Man dies in accident on birthday

July 25, 2005|by ANDREW SCHOTZ


Jack Wolfe's 62nd birthday present to himself was a motorcycle ride in Tennessee on a popular strip known as "The Dragon."

But something went wrong. Wolfe, of Hagerstown, died after his 2004 Buell motorcycle went off the road Friday - his birthday - as it went around one of the Dragon's many curves.

His wife, Connie, said Sunday that his front tire apparently went off the right edge of the road and he overcorrected, losing control of the motorcycle.


An account of the accident in Saturday's Daily Times of Maryville, Tenn., says Wolfe's motorcycle went about 100 feet down a steep embankment and hit a tree.

It took almost an hour for rescuers to reach Wolfe and bring him back to the road, the Daily Times story says. The newspaper reported that Wolfe apparently died as a helicopter was flying him to The University of Tennessee Medical Center in Knoxville.

The Tennessee Highway Patrol did not return a call for comment Sunday.

Connie Wolfe said the Dragon, on U.S. 129, is a motorcycling attraction that draws people from long distances. It's in the Great Smoky Mountains, where Tennessee and North Carolina meet, she said.

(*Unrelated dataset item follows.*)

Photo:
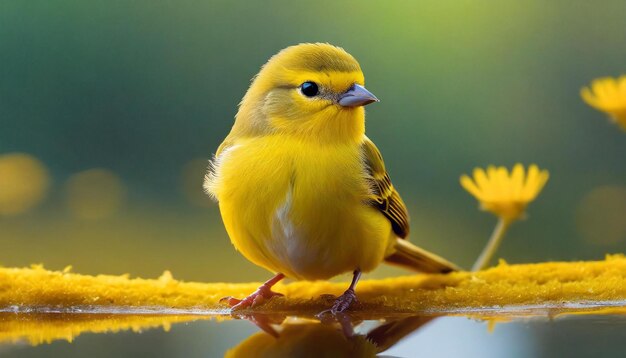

The 11-mile stretch is said to have far more than 100 turns, depending on the source. The Daily Times story put the number at 318.

Connie Wolfe said her husband knew that someone was killed in a motorcycle accident on the Dragon on Thursday, so he and a friend from California planned to keep their speed down on Friday.

Jack Wolfe went off the road around mile marker 8, two miles from the site of the previous day's fatal accident, the Daily Times story says.

The Knoxville News-Sentinel's KnoxNews Web site reported that Wolfe was wearing a helmet.

Connie Wolfe said motorcycle riding was one of her husband's varied interests.

He was a master falconer, someone who trains falcons to hunt for small wildlife, such as rabbits, squirrels and voles. It takes several years to move up to that status.

A member of The Izaak Walton League of America, Jack Wolfe was fond of target shooting with a .22 rimfire bench rest rifle, his wife said.

In addition, he was a hang-gliding instructor, she said.

Connie Wolfe said she and her husband were married for almost 21 years, but they knew each other for about 40 years. They met when he was working behind the counter at a slot-car raceway in Maryland, she said.

Jack Wolfe later worked for 25 years as a mechanical engineer at Marsh-McBirney, a Frederick, Md., company in the water and wastewater flow business.

He retired about a year and a half ago, then took a research and development job with Action Products in Hagerstown, she said.

According to the Hagerstown-Washington County Economic Development Commission's 2004 Business & Industry Directory, Action Products manufactures custom medical products, as well as recoil pads and leather goods for the military, law enforcement and sporting industries.

Connie Wolfe said other survivors include his stepdaughter, Christina Lowe, and three cousins.